A moratorium has been placed on all MA terminations with passage of the Families First Act last week.  The state is coordinating with DHS to make sure no MA terminations take place. 
Insurance Commissioner Jessica Altman and Department of Human Services (DHS) Secretary Teresa Miller held a press call today to highlight special enrollment periods (SEPs) for health insurance.
Commissioner Altman noted that COVID-19 business closings and reduced staffing at many others is increasing unemployment and the numbers of people without health insurance. Options are available through the Affordable Care Act (ACA) marketplace, Medicaid, or the Children’s Health Insurance Program (CHIP) in addition to COBRA benefits.  Pennsylvanians who lose comprehensive health insurance from another source such as their employer should already be eligible for an SEP to get coverage on the marketplace.  Those seeking coverage have 60 days to apply for enrollment in marketplace coverage after loss of initial coverage, but the SEP is only available for those who have lost current coverage and not uninsured individuals or those with short-term plans.

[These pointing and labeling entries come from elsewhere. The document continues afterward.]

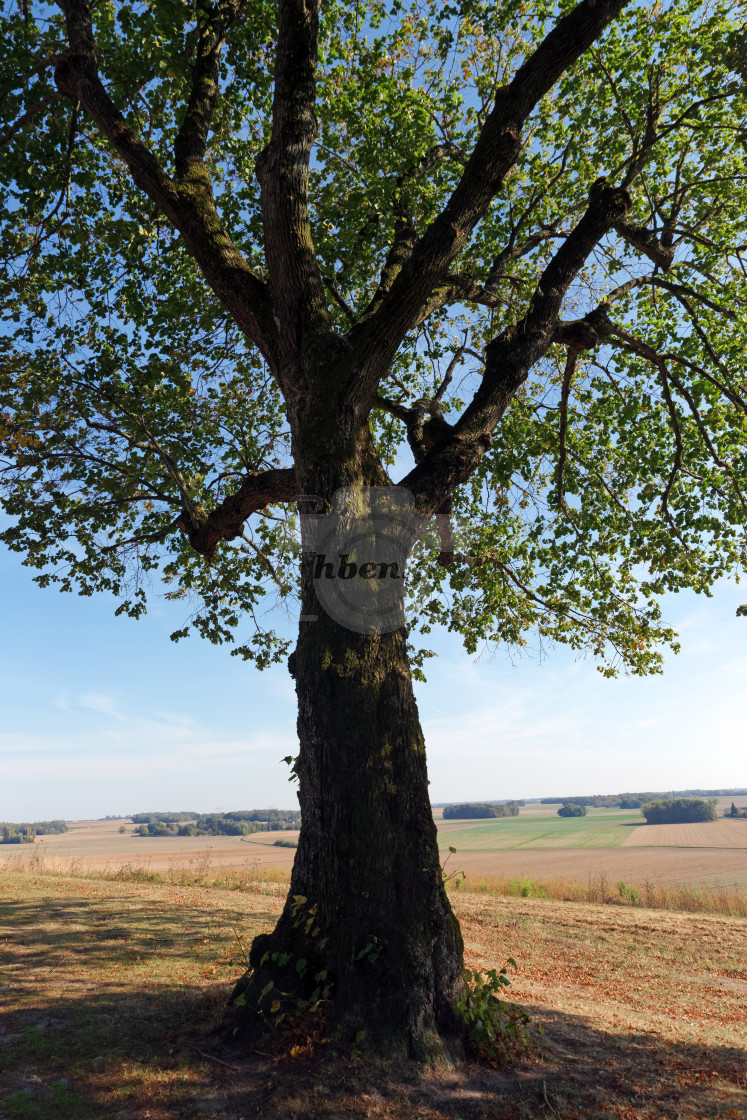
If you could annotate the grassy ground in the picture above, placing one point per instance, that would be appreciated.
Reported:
(599, 829)
(112, 992)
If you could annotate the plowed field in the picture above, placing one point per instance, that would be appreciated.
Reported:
(703, 834)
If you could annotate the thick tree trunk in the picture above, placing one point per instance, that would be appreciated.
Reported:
(366, 905)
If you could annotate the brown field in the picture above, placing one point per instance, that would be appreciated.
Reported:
(721, 833)
(99, 845)
(633, 865)
(113, 991)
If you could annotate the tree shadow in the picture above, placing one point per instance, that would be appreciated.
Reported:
(78, 1043)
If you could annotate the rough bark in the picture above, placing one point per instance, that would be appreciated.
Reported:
(367, 865)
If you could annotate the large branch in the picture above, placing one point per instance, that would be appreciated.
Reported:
(192, 138)
(282, 168)
(192, 212)
(495, 152)
(510, 357)
(226, 521)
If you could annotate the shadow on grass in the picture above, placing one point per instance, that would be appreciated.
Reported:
(81, 1043)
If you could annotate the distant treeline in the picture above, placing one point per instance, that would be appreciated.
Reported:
(481, 810)
(679, 811)
(27, 832)
(637, 800)
(240, 822)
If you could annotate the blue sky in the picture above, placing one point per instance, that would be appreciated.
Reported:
(104, 715)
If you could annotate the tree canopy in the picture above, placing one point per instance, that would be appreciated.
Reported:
(142, 423)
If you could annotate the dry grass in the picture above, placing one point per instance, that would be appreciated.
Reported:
(685, 898)
(254, 877)
(721, 833)
(112, 990)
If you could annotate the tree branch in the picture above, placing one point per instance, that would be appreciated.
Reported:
(192, 138)
(226, 521)
(193, 214)
(495, 151)
(511, 356)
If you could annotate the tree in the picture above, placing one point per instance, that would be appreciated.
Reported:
(572, 810)
(679, 811)
(257, 259)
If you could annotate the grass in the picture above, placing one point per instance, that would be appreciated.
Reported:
(255, 878)
(682, 898)
(113, 986)
(599, 829)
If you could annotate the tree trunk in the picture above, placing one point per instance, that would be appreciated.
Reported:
(366, 904)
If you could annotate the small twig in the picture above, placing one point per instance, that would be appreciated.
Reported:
(544, 1093)
(211, 1057)
(568, 375)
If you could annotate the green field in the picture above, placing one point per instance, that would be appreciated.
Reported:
(600, 828)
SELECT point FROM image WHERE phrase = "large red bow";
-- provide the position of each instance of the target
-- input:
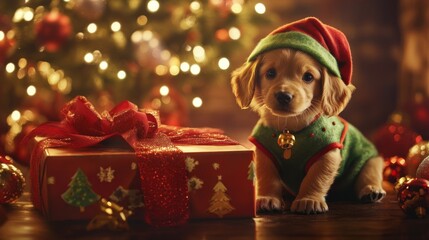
(161, 164)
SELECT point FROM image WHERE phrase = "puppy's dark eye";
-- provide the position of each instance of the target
(271, 73)
(308, 77)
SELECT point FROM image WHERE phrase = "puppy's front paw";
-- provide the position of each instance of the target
(371, 193)
(266, 204)
(309, 206)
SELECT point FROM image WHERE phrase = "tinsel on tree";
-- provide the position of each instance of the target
(153, 53)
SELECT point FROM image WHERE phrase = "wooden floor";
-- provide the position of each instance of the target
(344, 221)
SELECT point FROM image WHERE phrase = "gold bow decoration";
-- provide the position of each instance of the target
(112, 217)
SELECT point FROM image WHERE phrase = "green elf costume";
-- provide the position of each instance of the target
(330, 47)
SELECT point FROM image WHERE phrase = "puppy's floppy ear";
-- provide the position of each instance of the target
(335, 94)
(243, 83)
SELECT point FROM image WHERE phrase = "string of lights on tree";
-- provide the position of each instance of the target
(157, 54)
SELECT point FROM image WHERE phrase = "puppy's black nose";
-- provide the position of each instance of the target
(283, 98)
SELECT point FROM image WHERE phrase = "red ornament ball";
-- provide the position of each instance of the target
(394, 139)
(12, 181)
(423, 169)
(413, 197)
(53, 30)
(394, 169)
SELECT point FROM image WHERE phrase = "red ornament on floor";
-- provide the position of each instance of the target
(413, 197)
(12, 181)
(415, 156)
(394, 139)
(394, 169)
(53, 31)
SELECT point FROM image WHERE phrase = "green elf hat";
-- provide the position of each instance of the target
(326, 44)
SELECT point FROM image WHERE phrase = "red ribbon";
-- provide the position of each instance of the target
(161, 164)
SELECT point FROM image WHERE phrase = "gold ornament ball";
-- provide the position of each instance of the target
(286, 140)
(12, 183)
(416, 154)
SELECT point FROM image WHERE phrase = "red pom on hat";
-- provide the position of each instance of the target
(326, 44)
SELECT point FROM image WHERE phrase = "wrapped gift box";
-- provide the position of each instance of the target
(220, 181)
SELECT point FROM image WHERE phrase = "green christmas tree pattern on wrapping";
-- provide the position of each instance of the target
(220, 201)
(80, 193)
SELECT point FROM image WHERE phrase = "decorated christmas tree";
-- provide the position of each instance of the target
(220, 201)
(157, 54)
(80, 193)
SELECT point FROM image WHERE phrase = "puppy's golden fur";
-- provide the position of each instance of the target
(313, 91)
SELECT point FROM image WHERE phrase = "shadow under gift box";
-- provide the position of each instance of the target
(220, 181)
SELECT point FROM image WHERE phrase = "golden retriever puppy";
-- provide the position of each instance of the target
(298, 83)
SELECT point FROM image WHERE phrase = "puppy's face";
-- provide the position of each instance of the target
(289, 82)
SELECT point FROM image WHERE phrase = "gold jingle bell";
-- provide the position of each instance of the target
(286, 140)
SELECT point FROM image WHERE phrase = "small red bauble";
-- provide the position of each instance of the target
(413, 197)
(395, 139)
(53, 30)
(12, 181)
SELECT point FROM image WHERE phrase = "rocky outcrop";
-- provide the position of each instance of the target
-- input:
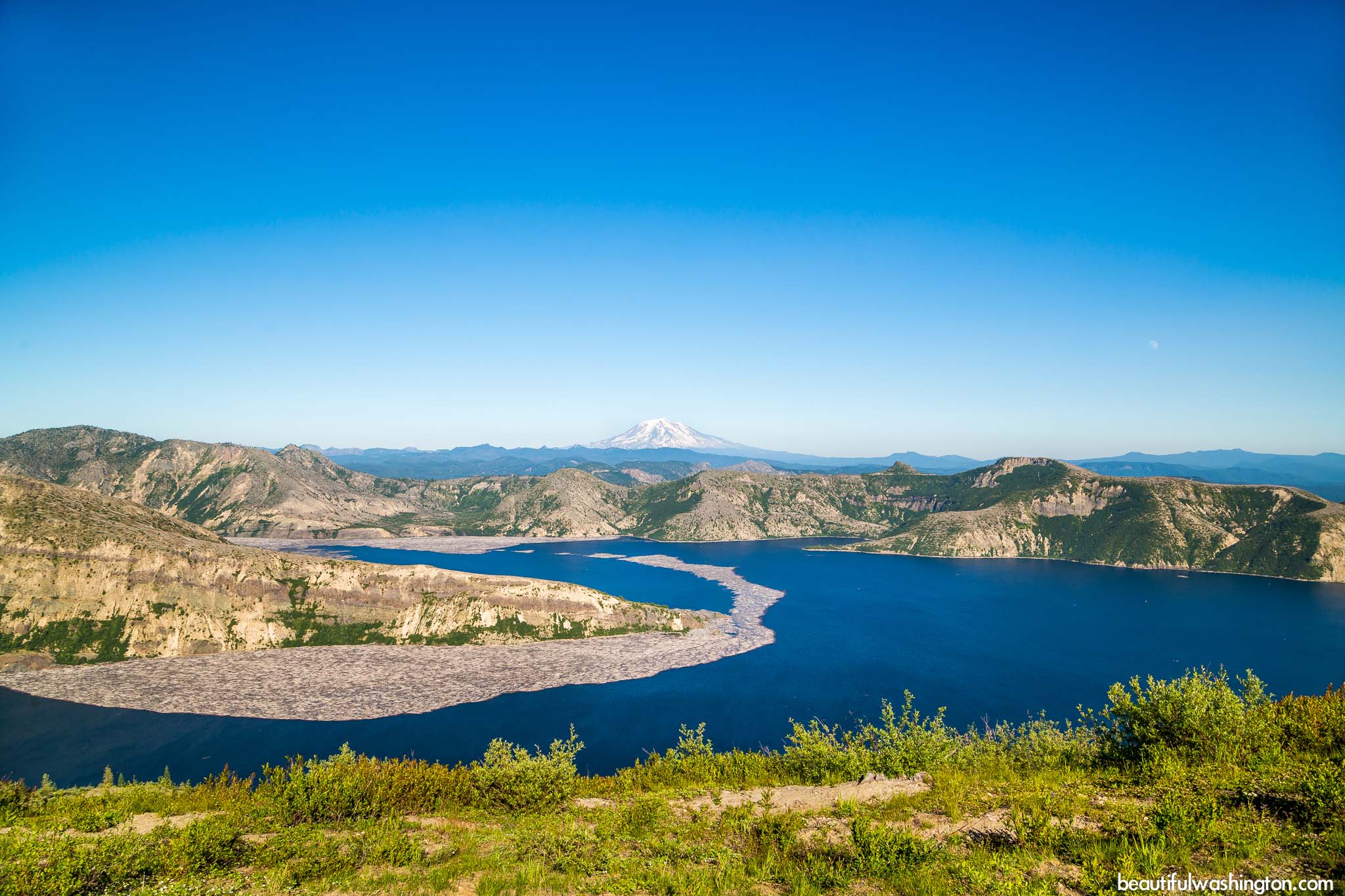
(92, 578)
(1016, 507)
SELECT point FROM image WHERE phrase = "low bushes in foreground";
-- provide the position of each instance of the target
(1199, 774)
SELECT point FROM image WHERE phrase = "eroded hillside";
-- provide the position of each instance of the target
(1016, 507)
(91, 578)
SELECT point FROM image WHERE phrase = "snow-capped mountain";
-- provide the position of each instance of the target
(663, 433)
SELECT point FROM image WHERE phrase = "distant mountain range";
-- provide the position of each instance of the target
(88, 578)
(654, 450)
(1320, 473)
(661, 450)
(1015, 507)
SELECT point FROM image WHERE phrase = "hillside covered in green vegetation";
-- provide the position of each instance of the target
(1016, 507)
(1196, 775)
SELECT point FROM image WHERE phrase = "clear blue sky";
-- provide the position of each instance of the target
(831, 228)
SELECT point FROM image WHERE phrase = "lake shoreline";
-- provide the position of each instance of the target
(331, 683)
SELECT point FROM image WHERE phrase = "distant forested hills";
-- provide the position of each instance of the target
(1015, 507)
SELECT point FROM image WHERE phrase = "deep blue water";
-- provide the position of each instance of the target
(985, 639)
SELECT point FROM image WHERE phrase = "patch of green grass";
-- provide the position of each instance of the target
(1201, 774)
(74, 641)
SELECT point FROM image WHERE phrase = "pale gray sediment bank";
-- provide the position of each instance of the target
(436, 543)
(370, 681)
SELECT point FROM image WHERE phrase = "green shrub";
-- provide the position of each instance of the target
(351, 786)
(645, 815)
(89, 815)
(304, 853)
(204, 845)
(386, 843)
(512, 778)
(1200, 715)
(883, 852)
(14, 801)
(1324, 794)
(568, 849)
(776, 833)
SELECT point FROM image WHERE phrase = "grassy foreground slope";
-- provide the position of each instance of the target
(1016, 507)
(87, 578)
(1197, 775)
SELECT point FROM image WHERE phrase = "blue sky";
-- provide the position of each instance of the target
(830, 228)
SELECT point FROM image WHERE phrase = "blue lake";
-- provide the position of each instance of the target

Gov. Tom Wolf sent a letter to the federal government requesting an SEP. Miller urged Pennsylvanians with changed income or employment statuses and lost coverage to apply for Medicaid as they “may qualify without realizing it.” Individuals can apply for Medicaid and CHIP online, she explained, or at 1-866-550-4355. Both programs cover COVID-19 testing without copays or prior authorization.
General Assembly: 
The House was in session with remote voting for the first time in the history of the Commonwealth.  During the session, the House amended SB 422, which establishes the Pennsylvania election law advisory board and changes the date of the 2020 primary to June 2.  The approved amendment also includes this language:
The House also amended and moved up for a vote tomorrow HB 1564, which among other things, allows notaries to notarize documents through electronic means.
On March 7, 2020, The Pennsylvania DOH State Lab in Exton confirmed the state’s first presumptive positive COVID-19 cases, and Governor Wolf signed the COVID-19 Disaster Declaration.
On March 13, 2020, the United States declared a national emergency. PADOH continues an incident command structure to coordinate monitoring, response, and messaging. The Department Operations Center is located in room 112 of the PEMA building. PADOH is coordinating with other state agencies, as needed. Communications personnel from various agencies have established a virtual Joint Information Center to address inquiries related to COVID-19.
On March 16, 2020, Governor Wolf ordered statewide shutdown of non-essential stores as of midnight, including all community centers, gyms, entertainment centers, and non-essential retail. Bars and restaurants are included, except for takeout and delivery.  
On March 18, 2020, Governor Wolf confirmed the state’s first COVID-19-related death. On March 13, 2020, Governor Wolf ordered statewide school closings. On March 19, 2020, Governor Wolf further ordered all non-life sustaining businesses in PA to close physical locations.
Beginning March 23, 2020, the state police will assist in enforcement of closure of non-life-sustaining businesses. On March 23, 2020, Governor Wolf issued a stay-at-home order for Allegheny, Bucks, Chester, Delaware, Monroe, Montgomery, and Philadelphia counties.  This order was extended to Erie County on March 24, 2020, as was the state’s list of essential life-sustaining businesses.